How to Paint Pottery : Painting Pottery with Puff Underneath

Okay, so in this segment what I’m going to
show you is how to do a technique using puff but we’re going to do puff underneath paint.
And then we’re going to take a glaze and paint on top. This is a really neat effect that
can add a tremendous amount of texture to your piece without having to do a lot of detail.
So what sometimes people do is they’ll draw themselves sort of an outline of a picture.
And then all you want to do is follow it with your puff paint. I’m just going to go freehand
and just sort of make little doodles. But I can sort of show you what we sort of want
to do. So all I’m going to do is I’m just going to do random little lines to sort of
create little drifts. And the nice thing about the puff paint is it actually will stay raised
and will allow you to have that really nice popped out texture. And it’s really tactile
and kids and adults alike will love to handle your piece. And it’s really great because
the puff underneath allows you so many different options. You want to make sure when you’re
using your puff paint to keep the nozzle clean as well. So if you find you’re getting paint
collecting around the tip just give it a little wipe, normally on paper towel, although I
always use my apron. And just make sure it’s clean so you don’t get any globby lines. So
I’m just going to sort of make random little dots and lines. So this is going to be on the white background.
And then we’re going to apply a glaze on top. And like I said, there are lots of different
options. You can use a number of different glazes which would give you range of techniques
after it’s been fired. So we’re going to dry this up and then we’ll paint on top and I’ll
show you want to do next. So now that our puff paint has dried. What we’re going to
do is we’re going to apply paint on top. Now this is where it gets pretty important. When
you’re applying the paint on top make sure that you are sponging.
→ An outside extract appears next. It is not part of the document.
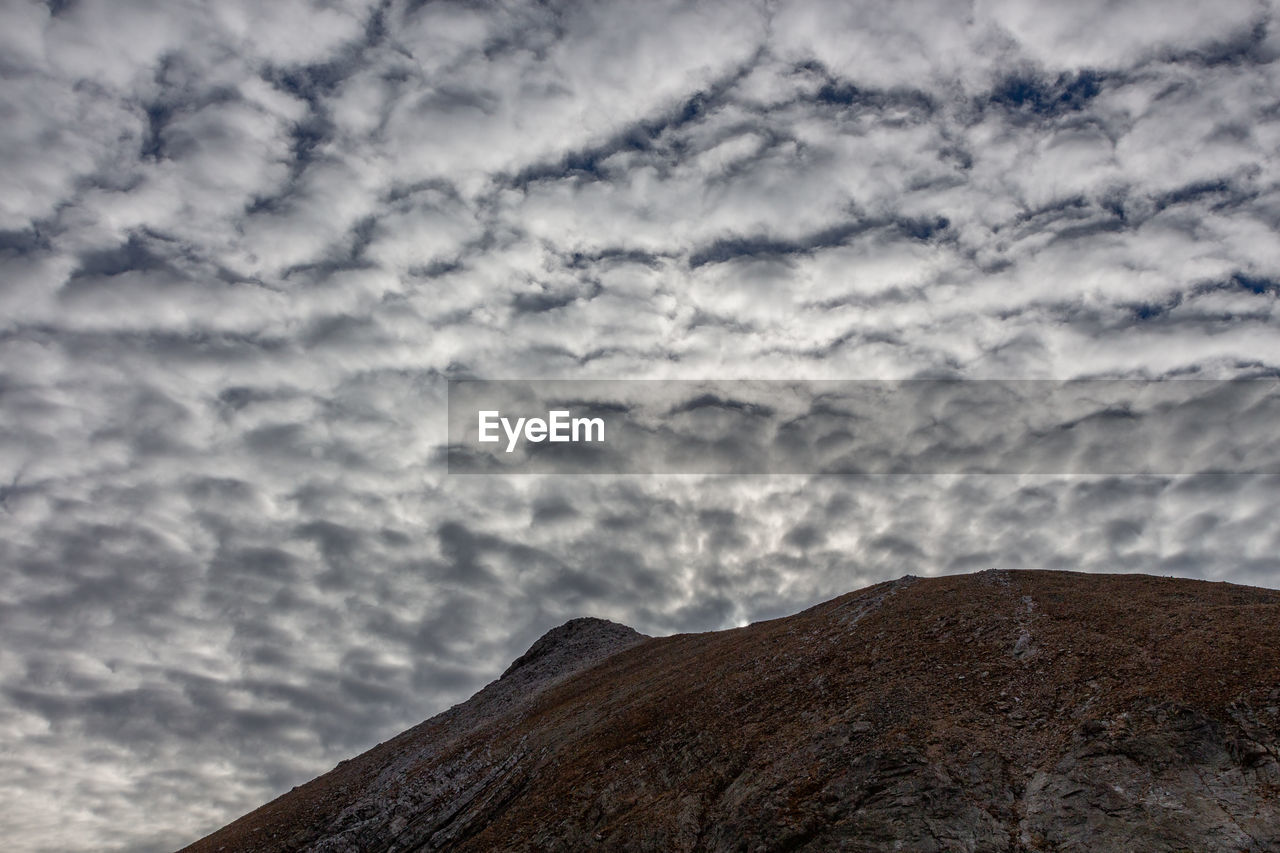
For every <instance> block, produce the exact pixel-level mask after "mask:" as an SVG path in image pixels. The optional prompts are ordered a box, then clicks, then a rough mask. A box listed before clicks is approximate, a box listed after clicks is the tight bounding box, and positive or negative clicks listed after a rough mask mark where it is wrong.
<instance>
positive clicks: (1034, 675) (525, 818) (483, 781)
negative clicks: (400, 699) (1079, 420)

Sponging is one of
the best ways. Because soon as you put wet paint on top of your puff paint it’ll sort
of reactivate and make the puff paint wet again. And if you’re brushing, that sort of
agitation will flatten out your puff paint and you really want to keep it nice and raised
so you can get that nice texture after it’s been fired. So I always suggest to customers
that they sponge on their paint on top of the puff. So all I’ve doing is I’m taking
a nice light orange and I’m going to sponge right on top of all the designs that I just
did. And really you want to saturate your sponge and just give it a good bounce all
over the piece. Sometimes I get customers that really, really love to sort of drag their
sponge along their piece. And really you’re not going to be applying a lot of paint that
way so you really want to just sort of bounce it all over your piece and you’ll be able
to see the designs that I’ve done underneath and you can sort of make them as crazy and
wild or as simple as possible. So after it’s fired, what’s going to happen is these colors
are going to really pop out and you’re really going to see all that texture underneath.
And it’ll be really, really nice to show. And that’s how we do puff underneath.

7 Replies to “How to Paint Pottery : Painting Pottery with Puff Underneath”

  1. what's the brand for your puff paint? or for that matter which paints do you recommend in general for ceramic painting.
    thanks for the videos.

  2. Hello dear.. thanx for this cool technique. I wanna ask can we use ordinary home sponge? and once it is used shall we through it or the spnge can be used for many times?